Investors have been closely watching China’s bureaucracy for signs of policy dissent since May, when the People’s Daily quoted an “authoritative person” warning of a financial crisis if the government relied too much on debt-fuelled stimulus to spur the economy. That caused markets to sell off briefly as investors worried the easing cycle was coming to a premature end. Data shows the cost of credit has gradually resumed rising in China this year, which some blame for diminished investment by the private sector. One government official said he saw the report as a way for the NDRC to exert pressure on the central bank.
“The NDRC is always in favour of cutting rates because it is charged with keeping growth steady, while the central bank is always emphasising deleveraging, so it is more inclined to cut reserve requirements than interest rates,” said the official speaking on condition of anonymity. In the original statement on its website on Wednesday, the NDRC also said it would lower costs for companies, encourage private enterprises to raise capital by issuing bonds, and push cities to further cut oversupply in their housing markets in part by implementing subsidies.
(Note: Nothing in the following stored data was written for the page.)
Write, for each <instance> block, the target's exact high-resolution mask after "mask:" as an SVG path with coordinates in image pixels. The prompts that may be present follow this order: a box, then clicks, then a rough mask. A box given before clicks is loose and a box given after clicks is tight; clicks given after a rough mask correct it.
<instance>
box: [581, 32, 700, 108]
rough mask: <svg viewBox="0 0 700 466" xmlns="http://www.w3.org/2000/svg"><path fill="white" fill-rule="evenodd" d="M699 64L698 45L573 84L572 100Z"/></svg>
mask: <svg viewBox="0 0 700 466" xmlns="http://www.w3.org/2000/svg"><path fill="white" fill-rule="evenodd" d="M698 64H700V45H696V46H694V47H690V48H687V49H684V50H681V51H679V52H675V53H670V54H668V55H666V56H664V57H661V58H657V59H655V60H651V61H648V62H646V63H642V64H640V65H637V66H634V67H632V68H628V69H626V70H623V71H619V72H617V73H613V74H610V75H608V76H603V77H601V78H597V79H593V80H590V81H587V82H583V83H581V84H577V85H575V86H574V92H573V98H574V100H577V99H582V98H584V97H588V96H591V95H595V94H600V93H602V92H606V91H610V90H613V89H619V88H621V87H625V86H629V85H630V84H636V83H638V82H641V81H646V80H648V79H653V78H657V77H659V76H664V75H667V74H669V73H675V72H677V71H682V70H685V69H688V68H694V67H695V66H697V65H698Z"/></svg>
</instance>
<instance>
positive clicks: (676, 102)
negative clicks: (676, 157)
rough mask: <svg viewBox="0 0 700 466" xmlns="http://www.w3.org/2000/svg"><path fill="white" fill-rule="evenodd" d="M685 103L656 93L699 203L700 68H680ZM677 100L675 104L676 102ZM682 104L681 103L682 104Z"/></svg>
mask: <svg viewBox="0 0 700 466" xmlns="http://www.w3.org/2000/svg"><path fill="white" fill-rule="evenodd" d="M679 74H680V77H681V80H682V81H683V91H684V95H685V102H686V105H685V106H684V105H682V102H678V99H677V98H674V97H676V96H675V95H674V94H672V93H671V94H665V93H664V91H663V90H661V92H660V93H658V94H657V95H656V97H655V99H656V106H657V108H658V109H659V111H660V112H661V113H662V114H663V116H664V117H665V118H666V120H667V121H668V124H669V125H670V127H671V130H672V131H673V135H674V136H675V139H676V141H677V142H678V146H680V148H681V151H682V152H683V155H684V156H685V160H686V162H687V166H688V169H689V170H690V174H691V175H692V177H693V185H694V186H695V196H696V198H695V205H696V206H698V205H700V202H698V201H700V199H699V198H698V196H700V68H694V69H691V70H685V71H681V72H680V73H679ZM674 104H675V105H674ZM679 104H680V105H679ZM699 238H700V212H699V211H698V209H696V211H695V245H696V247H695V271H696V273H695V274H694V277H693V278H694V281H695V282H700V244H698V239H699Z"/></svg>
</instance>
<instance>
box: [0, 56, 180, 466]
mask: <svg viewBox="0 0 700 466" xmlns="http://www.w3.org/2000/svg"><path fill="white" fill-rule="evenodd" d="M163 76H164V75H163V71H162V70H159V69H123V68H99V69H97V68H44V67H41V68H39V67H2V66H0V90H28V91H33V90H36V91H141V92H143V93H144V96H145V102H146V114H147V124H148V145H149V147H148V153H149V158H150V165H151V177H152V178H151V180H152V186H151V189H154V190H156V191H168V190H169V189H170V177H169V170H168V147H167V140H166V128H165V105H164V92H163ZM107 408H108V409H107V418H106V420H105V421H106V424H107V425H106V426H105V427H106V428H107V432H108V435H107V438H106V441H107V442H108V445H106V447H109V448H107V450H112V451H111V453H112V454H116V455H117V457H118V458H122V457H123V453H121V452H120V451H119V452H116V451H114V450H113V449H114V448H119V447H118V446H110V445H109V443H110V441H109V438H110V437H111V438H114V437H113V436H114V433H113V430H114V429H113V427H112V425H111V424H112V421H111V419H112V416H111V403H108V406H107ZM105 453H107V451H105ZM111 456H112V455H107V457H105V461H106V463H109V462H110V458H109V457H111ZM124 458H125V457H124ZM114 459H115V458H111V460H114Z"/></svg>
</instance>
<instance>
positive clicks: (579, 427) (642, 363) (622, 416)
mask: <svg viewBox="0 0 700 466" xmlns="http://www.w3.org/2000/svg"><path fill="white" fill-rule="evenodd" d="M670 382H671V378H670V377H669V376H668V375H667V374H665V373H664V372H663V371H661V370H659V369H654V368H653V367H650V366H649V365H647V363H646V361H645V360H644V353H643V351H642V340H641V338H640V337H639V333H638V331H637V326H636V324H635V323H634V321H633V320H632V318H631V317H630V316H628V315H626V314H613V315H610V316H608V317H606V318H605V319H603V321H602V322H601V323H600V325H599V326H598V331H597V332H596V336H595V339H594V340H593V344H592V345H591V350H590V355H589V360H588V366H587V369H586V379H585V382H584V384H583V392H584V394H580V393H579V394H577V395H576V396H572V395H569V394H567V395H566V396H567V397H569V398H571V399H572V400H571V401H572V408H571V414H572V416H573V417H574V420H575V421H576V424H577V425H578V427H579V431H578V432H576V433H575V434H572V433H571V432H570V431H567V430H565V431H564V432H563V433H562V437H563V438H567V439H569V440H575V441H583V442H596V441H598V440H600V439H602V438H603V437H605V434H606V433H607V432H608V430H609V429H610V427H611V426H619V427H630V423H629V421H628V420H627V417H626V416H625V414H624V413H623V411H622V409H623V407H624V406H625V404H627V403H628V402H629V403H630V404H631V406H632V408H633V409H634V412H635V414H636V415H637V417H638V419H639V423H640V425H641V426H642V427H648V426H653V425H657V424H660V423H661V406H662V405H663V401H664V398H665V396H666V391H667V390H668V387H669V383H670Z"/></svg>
In a separate statement posted around the same time as the revised NDRC document was seen, the People’s Bank of China (PBOC) reiterated that it will maintain a “prudent” monetary policy and fine-tune policy in a preemptive and timely way.
The bank has not adjusted interest rates since October 2015.
The NDRC statement came from a research unit of the agency, not its key policymakers. Although unusual, China’s stocks, currency and money markets shrugged off the announcement.
“Every ministry has this kind of policy support unit – they can say anything … This shows that the NDRC as a macroeconomic management department, they see that the economy faces downward pressure,” said Zhou Hao, economist at Commerzbank in Singapore.